Idle No More Rally on Carden
Monday, January 21, 20130 Comments
By Garry Go
“It’s about time we showed such a sign of solidarity among the people in Guelph and how we feel about the issues that are facing not only our first nations but every single one of us.” – Frank Valeriote.
10 Carden Street in downtown Guelph saw a protest that was one of many across Canada. These series of protests has now become a part of what is now known as the Idle No More movement. Idle No More began in early October among four women who were against Prime Minister Stephen Harper’s omnibus Bill C-45, a bill that many have claimed would be detrimental to Canada’s environmental protection laws-more specifically waterways that are a part of reserves would be unprotected under the bill. Idle No More also brings light to other bills not limited to Bill C-45 that have an affect on the aboriginal community. Since October the movement had developed and evolved over time. On the movements official website the Executive Summary states their plan of action as follows:
- • Build relationships and create understanding with allies across Canada.
- • Take steps to contribute to building relationships with international agencies such as the UN to raise awareness to the conditions Indigenous people have been subjected to and assert our sovereignty in the international arena
- • Acknowledge and honor the hard work of all grassroots people who have worked, and continue to work towards these goals
In addition, their website states:
“Idle No More calls on all people to join in a revolution which honors and fulfills Indigenous sovereignty which protects the land and water. Colonization continues through attacks to Indigenous rights and damage to the land and water. We must repair these violations, live the spirit and intent of the treaty relationship, work towards justice in action, and protect Mother Earth.”

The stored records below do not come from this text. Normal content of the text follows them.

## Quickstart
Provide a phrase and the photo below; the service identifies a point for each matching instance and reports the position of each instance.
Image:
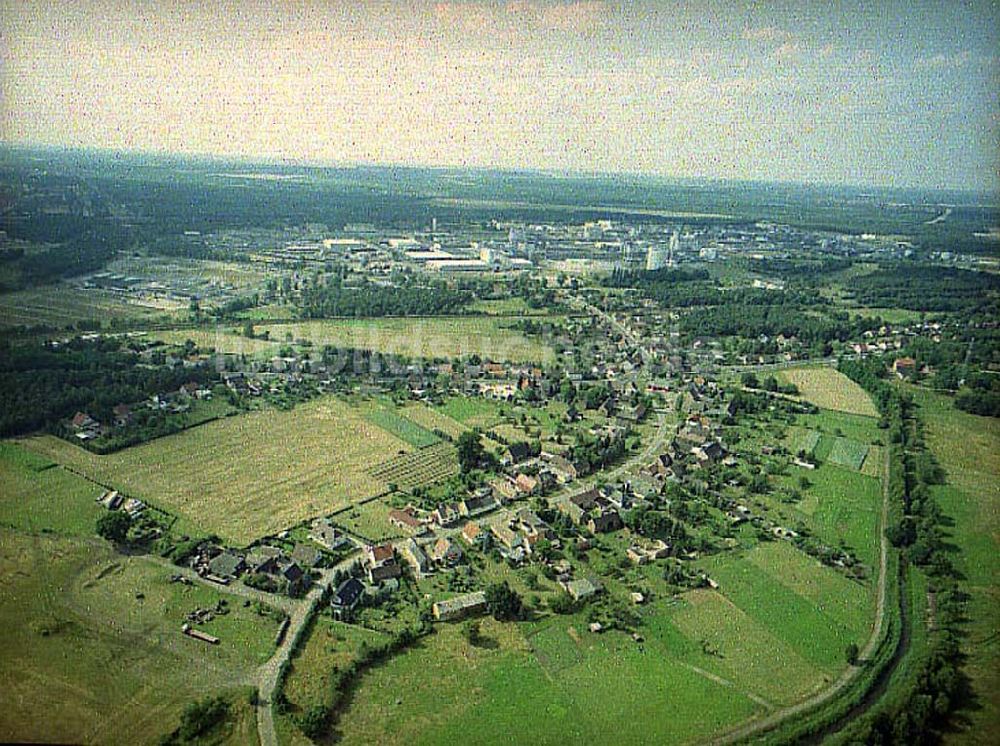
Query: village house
(406, 518)
(346, 598)
(446, 552)
(709, 452)
(645, 551)
(564, 469)
(510, 543)
(474, 535)
(532, 525)
(294, 575)
(580, 588)
(516, 453)
(415, 557)
(225, 567)
(122, 414)
(380, 562)
(479, 504)
(526, 484)
(605, 522)
(86, 427)
(904, 367)
(324, 534)
(447, 514)
(459, 607)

The rally in Guelph was composed of a fairly large crowd with police monitoring the activity of the protest blocking off both entrances of Carden Street. The mild climate complimented the feeling of solidarity and unity offered a welcoming and peaceful environment. The protest included some remarks by a few speakers. Among those speakers was MP Frank Valeriote. “We’ve all heard so much for years, for many years, the tragedy that’s being suffered.” says Valeriote. “We know of the poverty, we know of the lack of food security, and housing security… we have an incarceration rate greater and higher than our graduation rate and it’s just not acceptable.” Valeriote goes on to state that the bills do not have an exclusive affect on the first nations communities. “It goes beyond the issues affecting first nations it goes on to issues affecting all of us and when it affects the first nations it affects all of us.” He explains “How difficult it was to sit in parliament fifty feet away from the person who has the most empty words I have ever heard spoken…legislation that guts our environmental policies and legislations…tens of thousands of lakes and rivers that were protected in our country have been reduced to 63 rivers, 97 lakes, and 3 oceans.” “This is just terrible what s happening in those omnibus budgets and yes the Indian Act was dramatically affected without consultation at all with our aboriginal brothers and sisters.” Valeriote explains what may possibly happen as a result of these bills saying “Let me tell you what will happen if we continue to remain idle. Having sat 50 feet away and listened to the empty words I can tell you that we have a prime minister that has turned a parliamentary democracy into what we affectionately call dictatorial federalism… we have a prime minister who considers environmentalists who speak up radicals… he said before he became prime minister it was his intention to change the face of Canada but from my vantage point he his disfiguring the face of Canada.” After Valeriote gave his speech other words were shared by other members of the community who took part in the protest and shared their support on the issue further explaining the situation and the importance of it.
Others expressed their gratitude to those who came out and supported the cause. Anne Clayton, a resident of Guelph for 20 years offered a great statement that summarized her gratitude to the cause “Thank you very much for the people of Guelph who keep building up these democratic dialogues for the way in which have made Guelph a crossroads between international and national affairs and I wanted to express my support and my thanks to the people around me who have taught me about what Canada is and the ways in which Canada keeps returning to the voices of first nations, to their advice, to their wisdom, to their rituals and to their consultations… I’m very impressed with how this grassroots movement has grown up and developed around us and among the people around us… my hope is that Canada will be cooperative and in that way there might be some kind of change on the ground to the laws that currently restrict people and make their lives difficult.”